ANTHC awarded two U.S. patents for rural sanitation and infrastructure projects

February 13, 2023

From its inception, ANTHC has been dedicated to improving the health and quality of life of Alaska Native people. Meeting the unique public health challenges of rural Alaska’s communities takes more than dedication and perseverance. Sometimes it takes ingenuity. 

John Warren, a civil engineer and director of Standards and Innovation at ANTHC, knows the public health, safety and climate issues concerning rural communities. He works with ANTHC Environmental Health and Engineering engineers and public health specialists who turn ideas into reality that change the lives of Alaskans. Finding solutions that are simple, inexpensive and transformational are what drive Warren to think outside the box.  

“Our customers are our concern,” Warren said about developing solutions that are easy to operate and require little maintenance. 

Warren and a dedicated team of engineers recently had two of their projects awarded U.S. patents on behalf of ANTHC. 

Portable Alternative Sanitation System (PASS)

For some Alaska communities that are vulnerable to flooding and erosion, piped sanitation infrastructure isn’t physically, or financially, feasible. For these areas, ANTHC engineers have designed a low-cost sanitation alternative that addresses the most basic needs of hand-washing, safe drinking water, safe human waste handling and improved indoor air quality. The system takes very little space, is simple to operate and can be disassembled and reassembled in a new location, as needed.

The Portable Alternative Sanitation System, also known as PASS, was awarded a U.S. patent in November 2021. It consists of a water treatment system, gravity-fed water storage tank, low-flow sink, waterless urinal, separating dry toilet, ventilation fan, seepage pit and optional rain catchment system. And since PASS is a portable, stand-alone system, it can be moved along with a household.

The PASS and its simplified version, the Mini PASS, are currently in more than 470 homes that would otherwise be using a honeybucket and water hauled in open tanks that is subject to contamination. Having in-home water and sanitation makes healthy hygiene practices easier, which has been shown to reduce illness according to public health research, including reports from ANTHC studies. Ongoing evaluations of households with PASS and Mini PASS units show these systems have made a difference both in the quality of life and in better health for families.

Hybrid Thermosiphon System

Arctic communities are especially vulnerable to climate change, and protecting critical infrastructure built on permafrost means keeping the ground frozen beneath them. Thermosiphons are used to stabilize permafrost under buildings, roads, and pipelines by chilling the ground. These fluid-filled, vacuum-sealed tubes operate when the ground temperature is warmer than the ambient air temperature. As the ground warms, the fluid in the bottom of the tube vaporizes (consuming heat) and rises to the top of the tube where the gas condenses due to cold air temperatures. The cycle repeats as the fluid returns below ground. This passive process occurs when there is sufficiently cold air temperatures to cause the gas to condense to a liquid. 

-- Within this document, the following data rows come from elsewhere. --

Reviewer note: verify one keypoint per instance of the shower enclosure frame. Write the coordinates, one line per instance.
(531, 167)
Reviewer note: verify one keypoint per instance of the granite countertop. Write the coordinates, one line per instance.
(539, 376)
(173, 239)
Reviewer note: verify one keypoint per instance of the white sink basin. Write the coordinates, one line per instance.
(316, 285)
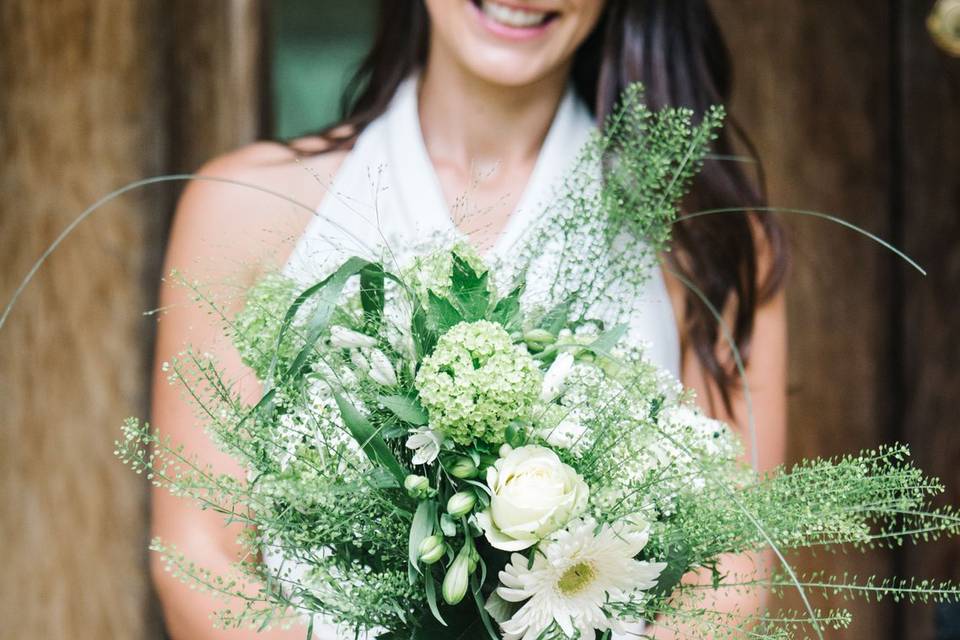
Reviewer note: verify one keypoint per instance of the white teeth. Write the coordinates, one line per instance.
(512, 17)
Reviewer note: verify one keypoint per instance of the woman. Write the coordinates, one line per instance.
(450, 90)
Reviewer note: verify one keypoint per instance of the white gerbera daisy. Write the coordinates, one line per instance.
(574, 575)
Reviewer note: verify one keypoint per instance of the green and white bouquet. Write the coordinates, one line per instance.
(440, 453)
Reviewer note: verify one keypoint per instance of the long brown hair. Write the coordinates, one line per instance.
(675, 48)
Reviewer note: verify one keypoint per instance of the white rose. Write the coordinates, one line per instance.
(533, 494)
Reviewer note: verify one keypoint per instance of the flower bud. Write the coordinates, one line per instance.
(359, 361)
(417, 486)
(473, 558)
(455, 582)
(461, 503)
(432, 548)
(554, 380)
(463, 467)
(343, 338)
(538, 339)
(381, 371)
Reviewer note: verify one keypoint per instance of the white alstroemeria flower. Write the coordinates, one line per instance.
(533, 493)
(426, 444)
(381, 370)
(556, 376)
(343, 338)
(575, 575)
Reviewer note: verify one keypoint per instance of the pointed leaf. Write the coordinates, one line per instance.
(407, 409)
(369, 439)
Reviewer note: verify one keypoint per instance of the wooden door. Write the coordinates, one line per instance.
(855, 112)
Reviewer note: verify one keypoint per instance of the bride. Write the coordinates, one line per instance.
(477, 106)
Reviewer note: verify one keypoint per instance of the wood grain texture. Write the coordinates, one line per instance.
(216, 78)
(812, 88)
(78, 117)
(930, 218)
(95, 94)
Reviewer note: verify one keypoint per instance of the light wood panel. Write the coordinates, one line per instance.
(78, 117)
(95, 94)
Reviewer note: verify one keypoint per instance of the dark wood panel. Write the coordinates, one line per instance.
(79, 116)
(930, 102)
(812, 88)
(217, 78)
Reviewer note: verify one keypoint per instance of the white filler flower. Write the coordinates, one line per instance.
(573, 576)
(425, 443)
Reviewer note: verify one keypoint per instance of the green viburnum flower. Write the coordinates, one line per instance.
(476, 382)
(433, 271)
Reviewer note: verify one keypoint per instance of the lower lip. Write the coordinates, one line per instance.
(509, 33)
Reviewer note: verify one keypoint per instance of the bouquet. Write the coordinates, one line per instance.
(447, 447)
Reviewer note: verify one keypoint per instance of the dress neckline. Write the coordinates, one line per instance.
(418, 186)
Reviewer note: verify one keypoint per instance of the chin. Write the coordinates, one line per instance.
(513, 42)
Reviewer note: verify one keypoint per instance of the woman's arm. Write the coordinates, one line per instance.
(767, 382)
(222, 236)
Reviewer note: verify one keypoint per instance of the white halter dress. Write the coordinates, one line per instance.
(387, 194)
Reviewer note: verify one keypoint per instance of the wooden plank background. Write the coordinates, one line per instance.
(823, 140)
(852, 108)
(927, 208)
(94, 94)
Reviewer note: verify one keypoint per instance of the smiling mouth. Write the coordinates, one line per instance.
(513, 17)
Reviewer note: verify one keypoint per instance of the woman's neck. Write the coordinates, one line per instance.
(469, 123)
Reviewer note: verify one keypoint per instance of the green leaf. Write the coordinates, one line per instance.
(470, 290)
(424, 339)
(678, 563)
(327, 292)
(441, 314)
(555, 319)
(406, 408)
(369, 438)
(420, 528)
(507, 311)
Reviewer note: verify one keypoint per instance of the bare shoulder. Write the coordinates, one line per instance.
(248, 206)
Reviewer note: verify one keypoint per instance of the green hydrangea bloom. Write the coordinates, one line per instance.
(256, 326)
(432, 271)
(476, 382)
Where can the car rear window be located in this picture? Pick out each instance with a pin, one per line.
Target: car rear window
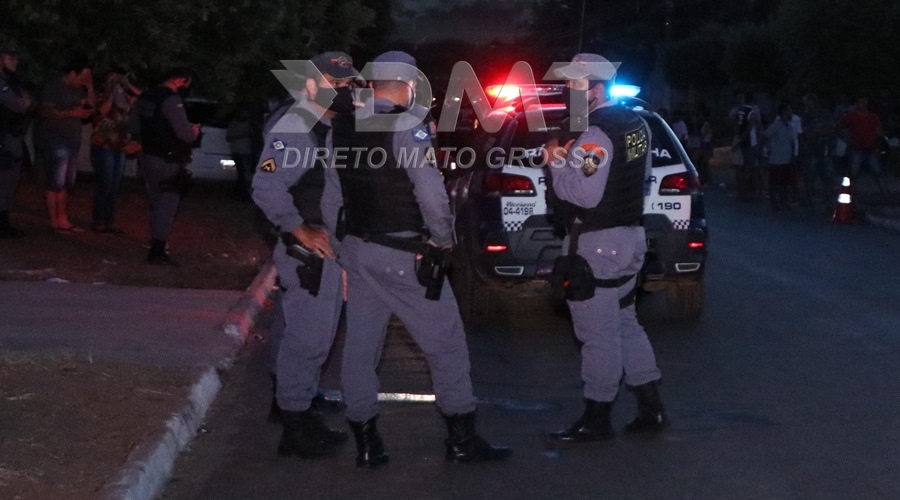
(663, 144)
(516, 135)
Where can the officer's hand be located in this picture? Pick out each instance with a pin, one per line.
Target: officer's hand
(315, 239)
(553, 151)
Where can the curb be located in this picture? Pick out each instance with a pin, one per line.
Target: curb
(149, 466)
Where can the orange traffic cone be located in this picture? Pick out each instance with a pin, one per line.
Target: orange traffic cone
(843, 212)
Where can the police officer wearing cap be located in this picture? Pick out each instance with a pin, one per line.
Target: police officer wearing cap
(396, 213)
(288, 188)
(601, 181)
(167, 137)
(15, 115)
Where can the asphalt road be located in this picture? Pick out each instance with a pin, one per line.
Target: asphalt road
(786, 388)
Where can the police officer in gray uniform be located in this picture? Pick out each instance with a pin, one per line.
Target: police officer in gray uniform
(15, 110)
(166, 139)
(395, 205)
(288, 188)
(602, 180)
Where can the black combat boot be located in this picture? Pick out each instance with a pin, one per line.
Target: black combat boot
(325, 404)
(464, 445)
(594, 425)
(159, 255)
(651, 414)
(6, 229)
(369, 446)
(302, 435)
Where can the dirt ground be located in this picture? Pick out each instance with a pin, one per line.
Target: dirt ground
(67, 424)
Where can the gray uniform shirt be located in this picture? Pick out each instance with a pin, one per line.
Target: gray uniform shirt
(10, 100)
(285, 158)
(414, 152)
(18, 103)
(173, 111)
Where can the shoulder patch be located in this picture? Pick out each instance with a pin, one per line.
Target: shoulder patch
(595, 158)
(268, 165)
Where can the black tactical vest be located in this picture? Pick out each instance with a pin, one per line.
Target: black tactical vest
(307, 191)
(623, 199)
(157, 135)
(378, 194)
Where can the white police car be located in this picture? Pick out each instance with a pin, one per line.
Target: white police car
(507, 232)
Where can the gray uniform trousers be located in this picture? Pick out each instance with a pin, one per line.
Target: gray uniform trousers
(613, 340)
(309, 330)
(381, 281)
(163, 204)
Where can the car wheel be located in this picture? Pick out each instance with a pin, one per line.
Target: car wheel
(473, 297)
(684, 299)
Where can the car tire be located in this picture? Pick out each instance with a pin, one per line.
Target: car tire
(684, 299)
(472, 296)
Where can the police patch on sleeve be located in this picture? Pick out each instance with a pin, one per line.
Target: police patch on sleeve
(268, 165)
(595, 158)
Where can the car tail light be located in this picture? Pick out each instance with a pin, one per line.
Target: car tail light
(680, 184)
(508, 185)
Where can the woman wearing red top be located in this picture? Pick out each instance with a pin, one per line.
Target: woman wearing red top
(110, 142)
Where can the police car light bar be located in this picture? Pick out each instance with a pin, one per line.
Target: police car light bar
(619, 91)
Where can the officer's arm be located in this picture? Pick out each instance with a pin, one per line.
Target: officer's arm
(414, 152)
(173, 110)
(582, 178)
(279, 168)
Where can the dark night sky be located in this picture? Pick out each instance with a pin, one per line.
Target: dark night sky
(477, 22)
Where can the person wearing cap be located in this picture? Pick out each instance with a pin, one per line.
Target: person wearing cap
(15, 115)
(288, 189)
(601, 181)
(65, 101)
(395, 205)
(166, 142)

Rising winter air temperatures and longer summers are reducing the effectiveness of these passive cooling systems. This is where Warren and ANTHC engineers William Fraser and Bailey Gamble put their talent to work. They designed a mechanical chiller that clamps onto the existing thermosiphons. This extends the cooling capacity of the thermosiphons beyond the cold season and creates the year-round ability to keep the ground frozen. These cooling collars can be powered with solar energy, offsetting the cost of running the thermosiphons in summer months. 

“I love elegant engineering solutions,” said Warren. “Why not take the abundant summer sun that is thawing the ground and put it to work freezing the ground? Work with Mother Nature. Keep it simple and take what works against you and make it work for you.”

A U.S. patent was awarded to ANTHC, Warren, Fraser, and Gamble in August 2022 for the Hybrid Thermosiphon System for its innovative approach to preserving at-risk infrastructure in cold climates. 

While patents are the official proof of ingenuity, it’s the reason behind them that inspires Warren. He’s been working on solutions for rural Alaskans at ANTHC for over 21 years. 

“The opportunity to help people is why I come to work,” Warren said.

Patents protect ideas. They give credit to the creative minds that develop a new concept into something useful. ANTHC’s patents not only document its contribution to better living in Alaska’s challenging climate and geography, they are a testament to the dedicated staff who work on behalf of rural Alaska’s communities and public health.